Il fascino della Domenica è stato in passato oggetto di riflessione sulle pagine del nostro blog, oggi torno a scriverne prendendo spunto e riportando una parte dell’articolo di Gianni Mura per il Venerdì del 18 Settembre n. 1122.
“In quegli anni poveri ma belli, come il titolo d’un film, domenica è sempre domenica, come il titolo d’una canzone. Prima di evocarli serve qualche precisazione. Non esisteva il weekend, ma il fine settimana. Non c’erano i telefonini. La tv, che cambierà il modo di vivere in famiglia e non solo quello, è ai primi passi. Menù fisso dal gennaio 54’ su un solo canale: lunedì film, martedì attualità, mercoledì sport, giovedì quiz, venerdì teatro di prosa, sabato varietà, domenica sceneggiato.
Non solo la città si sveglia con le campane, ma anche i paesi. La domenica vuol dire la Santa Messa (ancora in latino) e vestito della festa, scarpe lucide, giacca e cravatta. Chi non va in chiesa (i compagni duri e puri) distribuisce l’Unità o la legge commentando, al bar della Casa del Popolo.

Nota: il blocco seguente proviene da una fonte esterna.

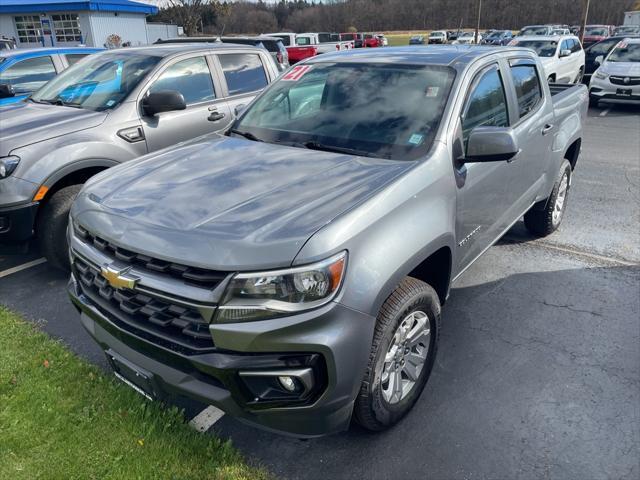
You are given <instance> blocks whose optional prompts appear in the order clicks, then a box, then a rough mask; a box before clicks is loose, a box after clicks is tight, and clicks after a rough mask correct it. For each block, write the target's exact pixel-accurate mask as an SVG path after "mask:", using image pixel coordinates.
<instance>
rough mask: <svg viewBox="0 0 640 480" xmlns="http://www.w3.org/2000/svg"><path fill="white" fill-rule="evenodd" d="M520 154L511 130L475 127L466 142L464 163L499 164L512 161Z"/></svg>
mask: <svg viewBox="0 0 640 480" xmlns="http://www.w3.org/2000/svg"><path fill="white" fill-rule="evenodd" d="M519 152H520V149H519V148H518V142H517V140H516V137H515V134H514V132H513V129H511V128H507V127H476V128H474V129H473V130H471V134H470V135H469V139H468V140H467V153H466V155H465V158H464V159H463V161H464V163H474V162H501V161H508V162H511V161H513V160H514V157H515V156H516V155H517V154H518V153H519Z"/></svg>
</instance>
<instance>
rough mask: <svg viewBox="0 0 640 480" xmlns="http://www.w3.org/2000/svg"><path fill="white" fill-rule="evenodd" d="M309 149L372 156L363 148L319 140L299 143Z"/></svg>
mask: <svg viewBox="0 0 640 480" xmlns="http://www.w3.org/2000/svg"><path fill="white" fill-rule="evenodd" d="M301 145H302V146H303V147H305V148H308V149H309V150H321V151H324V152H335V153H346V154H347V155H357V156H359V157H374V156H375V155H373V154H372V153H371V152H367V151H365V150H357V149H355V148H348V147H338V146H336V145H325V144H324V143H320V142H304V143H302V144H301Z"/></svg>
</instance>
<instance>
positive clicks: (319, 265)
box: [214, 251, 347, 323]
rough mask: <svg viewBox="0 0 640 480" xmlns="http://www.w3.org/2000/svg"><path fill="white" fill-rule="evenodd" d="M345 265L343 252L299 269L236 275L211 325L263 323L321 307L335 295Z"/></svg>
mask: <svg viewBox="0 0 640 480" xmlns="http://www.w3.org/2000/svg"><path fill="white" fill-rule="evenodd" d="M346 263H347V252H346V251H344V252H340V253H339V254H337V255H334V256H333V257H330V258H327V259H326V260H322V261H320V262H317V263H313V264H310V265H305V266H302V267H294V268H288V269H284V270H273V271H266V272H257V273H239V274H236V275H235V276H234V277H233V278H232V279H231V281H230V282H229V285H228V286H227V289H226V291H225V293H224V295H223V299H222V301H221V302H220V306H219V307H218V309H217V310H216V315H215V318H214V323H231V322H249V321H255V320H266V319H269V318H275V317H282V316H286V315H292V314H295V313H299V312H302V311H304V310H310V309H313V308H317V307H320V306H322V305H324V304H326V303H328V302H330V301H331V300H332V299H333V298H334V297H335V296H336V294H337V293H338V290H339V289H340V286H341V285H342V279H343V278H344V272H345V268H346Z"/></svg>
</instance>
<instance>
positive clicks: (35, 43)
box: [0, 0, 178, 48]
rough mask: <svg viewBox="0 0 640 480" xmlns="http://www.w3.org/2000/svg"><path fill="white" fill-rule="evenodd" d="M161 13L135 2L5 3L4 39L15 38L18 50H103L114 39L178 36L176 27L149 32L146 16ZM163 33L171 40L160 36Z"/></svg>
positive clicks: (167, 27)
mask: <svg viewBox="0 0 640 480" xmlns="http://www.w3.org/2000/svg"><path fill="white" fill-rule="evenodd" d="M157 11H158V7H156V6H154V5H149V4H146V3H140V2H134V1H131V0H1V1H0V37H1V36H2V35H4V36H6V37H9V38H15V39H16V42H17V46H18V48H33V47H42V46H46V47H51V46H54V47H58V46H59V47H68V46H77V45H87V46H91V47H102V46H105V44H107V42H108V40H107V39H108V38H109V37H110V36H117V37H119V39H120V41H121V43H123V44H125V45H126V44H131V45H132V46H136V45H145V44H148V43H153V42H155V41H156V40H157V39H158V38H167V37H168V38H170V36H171V35H173V36H177V31H178V28H177V27H176V26H175V25H173V26H171V25H169V26H166V27H165V28H164V29H163V28H162V27H160V26H159V25H161V24H152V26H151V28H150V31H148V29H147V22H146V17H147V15H151V14H154V13H157ZM162 31H164V32H166V35H167V37H165V35H159V33H160V32H162ZM174 32H176V33H175V35H174ZM111 38H112V39H114V38H115V37H111ZM114 46H116V45H114Z"/></svg>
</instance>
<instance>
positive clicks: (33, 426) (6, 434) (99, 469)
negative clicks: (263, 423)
mask: <svg viewBox="0 0 640 480" xmlns="http://www.w3.org/2000/svg"><path fill="white" fill-rule="evenodd" d="M69 321H76V319H72V318H70V319H69ZM78 328H81V327H80V325H79V324H78ZM267 477H268V474H267V473H265V472H264V471H262V470H256V469H254V468H251V467H248V466H247V465H246V464H245V463H244V461H243V459H242V458H241V456H240V455H239V454H238V453H237V452H236V451H235V450H234V449H233V447H232V446H231V445H230V443H229V442H222V441H220V440H218V439H216V438H215V437H212V436H210V435H202V434H198V433H197V432H195V431H194V430H192V429H191V428H190V427H189V426H188V425H186V424H185V419H184V417H183V415H182V413H181V412H180V411H178V410H177V409H176V408H166V407H165V408H163V407H162V406H161V405H160V404H157V403H150V402H147V401H145V400H144V399H142V397H140V396H139V395H138V394H136V393H135V392H133V391H132V390H130V389H129V388H128V387H126V386H124V385H121V384H119V383H116V380H114V379H113V378H112V377H111V376H108V375H106V374H104V373H103V372H102V371H101V370H100V369H99V368H97V367H95V366H93V365H91V364H89V363H87V362H86V361H84V360H82V359H80V358H78V357H77V356H75V355H74V354H73V353H72V352H70V351H69V349H68V348H66V347H65V346H64V345H63V344H62V343H60V342H58V341H55V340H53V339H51V338H50V337H48V336H47V335H45V334H44V333H42V332H41V331H39V330H38V329H37V327H35V326H34V325H33V324H30V323H27V322H25V321H23V320H21V319H20V318H19V317H18V316H16V315H14V314H13V313H11V312H9V311H8V310H6V309H4V308H3V307H1V306H0V478H7V479H9V478H10V479H12V480H13V479H38V478H45V479H58V478H60V479H73V478H81V479H93V478H96V479H108V478H114V479H122V478H127V479H138V478H139V479H146V478H149V479H165V478H166V479H233V480H235V479H251V480H254V479H262V478H267Z"/></svg>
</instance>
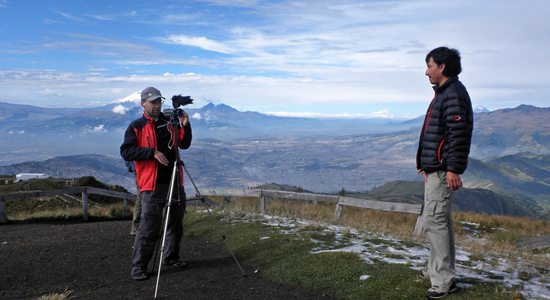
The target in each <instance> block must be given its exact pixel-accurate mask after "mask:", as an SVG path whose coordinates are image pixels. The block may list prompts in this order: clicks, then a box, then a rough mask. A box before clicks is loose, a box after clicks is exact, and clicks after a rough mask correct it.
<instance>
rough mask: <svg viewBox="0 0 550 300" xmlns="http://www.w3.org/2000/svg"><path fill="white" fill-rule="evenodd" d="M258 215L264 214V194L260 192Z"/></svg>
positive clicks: (264, 196)
mask: <svg viewBox="0 0 550 300" xmlns="http://www.w3.org/2000/svg"><path fill="white" fill-rule="evenodd" d="M260 213H262V214H265V196H264V192H263V191H261V192H260Z"/></svg>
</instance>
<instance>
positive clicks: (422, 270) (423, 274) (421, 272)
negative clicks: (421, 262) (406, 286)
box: [418, 267, 430, 280]
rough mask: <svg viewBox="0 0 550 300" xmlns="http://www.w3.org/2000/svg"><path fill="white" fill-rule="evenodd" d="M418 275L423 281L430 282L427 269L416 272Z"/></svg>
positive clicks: (429, 275)
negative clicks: (427, 281) (429, 280)
mask: <svg viewBox="0 0 550 300" xmlns="http://www.w3.org/2000/svg"><path fill="white" fill-rule="evenodd" d="M418 275H420V277H422V278H424V279H428V280H430V273H428V268H425V267H424V268H422V269H420V271H418Z"/></svg>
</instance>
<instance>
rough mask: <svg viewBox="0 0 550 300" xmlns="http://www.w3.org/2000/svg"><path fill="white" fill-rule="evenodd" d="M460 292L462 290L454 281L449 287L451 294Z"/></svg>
mask: <svg viewBox="0 0 550 300" xmlns="http://www.w3.org/2000/svg"><path fill="white" fill-rule="evenodd" d="M457 292H460V288H459V287H458V286H457V285H456V282H454V281H453V283H452V284H451V286H450V287H449V294H452V293H457Z"/></svg>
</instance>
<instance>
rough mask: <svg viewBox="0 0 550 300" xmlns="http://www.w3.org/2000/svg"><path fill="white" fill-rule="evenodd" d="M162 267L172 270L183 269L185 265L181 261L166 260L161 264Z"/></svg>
mask: <svg viewBox="0 0 550 300" xmlns="http://www.w3.org/2000/svg"><path fill="white" fill-rule="evenodd" d="M162 265H163V266H166V267H169V268H174V269H184V268H186V267H187V263H186V262H184V261H181V260H176V259H174V260H168V261H165V262H163V263H162Z"/></svg>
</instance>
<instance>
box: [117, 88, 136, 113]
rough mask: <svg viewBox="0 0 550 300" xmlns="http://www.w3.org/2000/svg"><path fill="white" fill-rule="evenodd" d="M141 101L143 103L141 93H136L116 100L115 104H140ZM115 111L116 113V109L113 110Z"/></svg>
mask: <svg viewBox="0 0 550 300" xmlns="http://www.w3.org/2000/svg"><path fill="white" fill-rule="evenodd" d="M140 101H141V92H140V91H136V92H133V93H132V94H130V95H128V96H126V97H122V98H119V99H116V100H115V101H114V102H115V103H126V102H134V103H139V102H140ZM119 106H121V105H119ZM117 107H118V106H117ZM113 111H114V109H113Z"/></svg>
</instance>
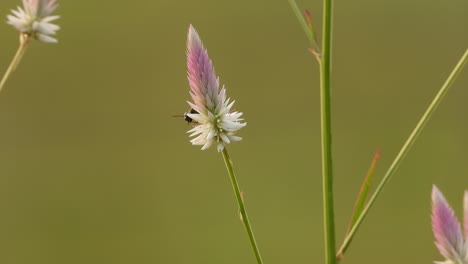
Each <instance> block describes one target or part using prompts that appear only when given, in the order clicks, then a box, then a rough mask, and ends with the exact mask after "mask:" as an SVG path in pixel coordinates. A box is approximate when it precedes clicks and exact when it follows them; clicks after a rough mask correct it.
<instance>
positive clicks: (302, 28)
mask: <svg viewBox="0 0 468 264" xmlns="http://www.w3.org/2000/svg"><path fill="white" fill-rule="evenodd" d="M289 4H290V5H291V8H292V10H293V12H294V14H295V15H296V17H297V20H298V21H299V24H301V27H302V29H303V30H304V32H305V34H306V36H307V38H308V39H309V42H310V45H312V48H313V49H314V50H315V52H316V53H317V54H319V53H320V48H319V45H318V44H317V41H316V37H315V35H314V31H310V30H309V27H308V26H307V23H306V21H305V20H304V17H303V16H302V13H301V11H300V10H299V7H298V6H297V4H296V1H294V0H289Z"/></svg>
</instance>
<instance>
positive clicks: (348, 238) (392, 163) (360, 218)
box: [338, 49, 468, 257]
mask: <svg viewBox="0 0 468 264" xmlns="http://www.w3.org/2000/svg"><path fill="white" fill-rule="evenodd" d="M467 61H468V49H467V50H466V51H465V53H464V54H463V56H462V57H461V59H460V61H459V62H458V63H457V65H456V66H455V68H454V69H453V70H452V72H451V73H450V75H449V77H448V78H447V80H446V81H445V83H444V84H443V85H442V87H441V88H440V90H439V92H438V93H437V95H436V96H435V97H434V99H433V100H432V102H431V104H430V105H429V107H428V108H427V110H426V112H425V113H424V114H423V116H422V117H421V120H419V122H418V124H417V125H416V127H415V128H414V130H413V132H411V134H410V136H409V137H408V139H407V140H406V142H405V144H404V145H403V147H402V148H401V150H400V152H399V153H398V155H397V156H396V158H395V160H394V161H393V162H392V164H391V165H390V167H389V168H388V170H387V172H386V173H385V175H384V177H383V178H382V181H381V182H380V183H379V185H378V186H377V189H376V190H375V192H374V194H373V195H372V197H371V198H370V199H369V202H368V203H367V205H366V207H365V208H364V210H363V211H362V213H361V215H360V216H359V218H358V219H357V220H356V223H355V224H354V226H353V228H352V229H351V230H350V231H349V233H348V235H347V236H346V238H345V240H344V242H343V245H342V246H341V248H340V250H339V252H338V257H340V256H342V255H343V254H344V252H345V251H346V249H347V248H348V246H349V244H350V243H351V241H352V239H353V237H354V235H355V234H356V231H357V230H358V228H359V226H360V225H361V223H362V221H363V220H364V218H365V217H366V215H367V213H368V212H369V209H370V208H371V207H372V205H373V204H374V202H375V200H376V199H377V197H378V196H379V194H380V193H381V192H382V190H383V188H384V187H385V184H387V182H388V180H389V179H390V177H391V176H392V175H393V173H394V172H395V170H396V169H397V168H398V166H399V165H400V163H401V161H402V160H403V158H404V157H405V155H406V154H407V153H408V151H409V149H410V148H411V146H412V145H413V143H414V142H415V141H416V139H417V138H418V136H419V134H420V133H421V131H422V129H423V128H424V126H425V125H426V123H427V122H428V121H429V119H430V118H431V116H432V114H433V113H434V111H435V109H436V108H437V106H438V105H439V103H440V102H441V101H442V99H443V98H444V96H445V95H446V93H447V91H448V90H449V88H450V86H451V85H452V84H453V82H454V81H455V79H456V78H457V76H458V74H459V73H460V72H461V70H462V69H463V67H464V66H465V64H466V62H467Z"/></svg>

Nelle case le donne si svegliano prima e vanno prima in chiesa, perché popi devono preparare da mangiare”
E ancora “Quelli che stanno in casa sanno che la domenica è il giorno della carne, che in settimana si vede poco. Tagliatelle o agnolotti e poi pollo al forno con patate, o arrosto di vitello, o polpettone. E le paste. Le paste si comprano uscendo da Messa…..Se si stava in casa, c’era un momento quasi magico, specie nelle grandi case popolari, dopo le 17. Era finito il brusio delle radio che parlavano delle partite e nelle stanze con le persiane semichiuse si godeva un silenzio meraviglioso, con in più pulviscoli di una luce quasi metafisica, per cui sembrava di essere altrove….Per chi stava a casa (non recandosi a fare una passeggiata nè a vedere un film al cinematografo) dopo la santa pennichella del capofamiglia, e guai a fare un rumore, poteva esserci un gioco in famiglia: tombola, mercante in fiera, rubamazzo e scala 40. Ma era più bello andare fuori, dalle città si usciva per scoprire la campagna, dalla campagna si andava in città per capire se davvero lì si viveva meglio. C’erano gite in corriera (tutti a cantare in coro e poi qualcuno stava male per le curve) in treno (anche in terza classe fumatori), in auto. Quasi sempre si finiva in ristorantoni da domenica, appunto, dove ti sommergevano di antipasti….l’alternativa era il picnic con le cose portate da casa. E dal Lunedì tutti a lavorare o a studiare, perché lavoro ce n’era. E il boom economico è arrivato così, tanto per dire”.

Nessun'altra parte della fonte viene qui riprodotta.